# ​I would think poetry is pictured words, but not...



## questioner (Mar 20, 2017)

*​I would think poetry is pictured words, but not poetry. It is told that a picture introduces words in pictures and then it's art,w**here does the word art come into play?** I am thinking that as in scripture the words are more than just words, they are truth's which we the reader sometimes questions, because they see and understand it differently. Mary had a little lamb, it's fleece was white as snow, and everywhere that Mary went the lamb was sure to go. Could that sentence be poetry in words instead of pictures, yet say's the same thing?  questioner*


----------



## Ptolemy (Mar 20, 2017)

I believe you are getting tripped up on the poetic characteristics. Poets do not have the luxury of having one thousand plus words to explain their settings or develop characters, so they must pain a picture with their words. See, It's not the picture that is introducing the words, it's the words that introduce the picture.


----------



## Darkkin (Mar 20, 2017)

Read through a poem.  Consider what sort of picture the words are presenting.  One of the true glories of the written word is that the reader's imagination is set free.  Their preceptions and thoughts are not bound by an actual, physical incarnation of a picture.  This is what this is...Poetry and prose both leave room for dreams.  Readers know where the components go, but the details and subtle variations are given to the reader's imagination. 

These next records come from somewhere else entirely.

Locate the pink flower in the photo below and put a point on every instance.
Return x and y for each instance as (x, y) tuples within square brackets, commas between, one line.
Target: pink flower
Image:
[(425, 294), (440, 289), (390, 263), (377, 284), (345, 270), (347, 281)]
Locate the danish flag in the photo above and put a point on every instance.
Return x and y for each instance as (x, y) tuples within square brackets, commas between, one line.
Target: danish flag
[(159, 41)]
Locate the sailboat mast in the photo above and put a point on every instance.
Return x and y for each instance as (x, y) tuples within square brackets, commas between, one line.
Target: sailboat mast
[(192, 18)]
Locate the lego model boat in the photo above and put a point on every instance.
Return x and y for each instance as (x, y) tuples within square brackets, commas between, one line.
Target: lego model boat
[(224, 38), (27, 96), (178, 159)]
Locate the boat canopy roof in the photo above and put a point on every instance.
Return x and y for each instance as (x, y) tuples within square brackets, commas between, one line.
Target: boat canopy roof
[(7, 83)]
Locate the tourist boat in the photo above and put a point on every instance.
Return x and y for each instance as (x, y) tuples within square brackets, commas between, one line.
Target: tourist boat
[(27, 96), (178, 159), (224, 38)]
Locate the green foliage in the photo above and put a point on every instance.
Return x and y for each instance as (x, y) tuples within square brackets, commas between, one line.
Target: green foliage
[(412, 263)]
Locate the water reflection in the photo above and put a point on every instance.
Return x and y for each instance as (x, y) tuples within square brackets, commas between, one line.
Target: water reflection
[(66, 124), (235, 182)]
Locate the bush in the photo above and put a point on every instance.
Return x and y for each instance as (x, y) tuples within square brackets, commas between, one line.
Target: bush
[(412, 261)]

 It is the difference between reading the book and seeing the movie.  Different senses and regions of the brain are engaged.  And science has proven that reading engages the brain on a much more profound level than a passive activity like watching or looking does.  Reading and writing are not passive activities, they engage the senses on a global level.  

Poetry's power rests in its inherent potency, each word absorbing the weight of its context and definitions.  Consider a timber line, trees few and far between, the forest disappears and you see the individual trees, the stars above, and a veil of forest stretching down the mountain. Yet, the poet doesn't have access to the luxurious forest further down the slopes, they have to utilize what is within reach along the timber line.  Still, poets can weave worlds that are stunning.  The key is knowing how to make the most of the few resources one has.  Poets build upon the stars.

e.g.

By sea, through a tide pool door, Blinkken, guised as an otter in sleek silver white,
departed from Nappland’s cobalt shore as Lullaby sang, an aching echo from afar.
The Firefly Tide, a gentle lap upon his toes, Blinkken watching the tide pool bright.
Beacon, a Glasslight Crab, whose shell of lightning struck sand held pure starlight.


or

Back, a fleecy darkness across the sky, a Storm Black Ram.
A sheep of peace quieting thunder’s roar to a gentle rumble.
Craggen Fell above Violet Dell, home of the black lamb.
It was there the Wendigo took them, the Ram, the Dam.


----------



## questioner (Mar 20, 2017)

*I see and partially understand, and I write to learn how to write where the reader understands what they said. Yet ,because words explain the sentence and paragraphs as well, I am having trouble understanding what the order is, ABC or 1234?The words themselves create order within the sentences as does the paragraphs, since words have many ways to be understood, it is hard to put the sentences together plus the paragraphs as well, then the reader interprets what they think they said. I have went overboard to understand creative writing, I now see I am writing for information and questions about writing.

I also see writing as basic information  of questions and answers and one can go so far as to try to understand the correct way to writing in many ways to write. I see no order even in creative writing as well. I have went overboard with what I think creative writing is all about and must back up and go by the original writing orders. Thank you for listening to me. questioner*


----------



## Darkkin (Mar 20, 2017)

Context can help with things like this.  Consider how the parts help to support and enhance the whole...It is the difference between theory and practice.  There is order to the process, but each writer's process is unique.  And it is because of sheer diversity that there is no wrong way to write.  You just need to know what species of writing you like to work with...Poetry is a differnt species than prose, prose being the easier of the two to categorize.  Poetry by its very nature is elusive, almost like smoke when you try and define it.


----------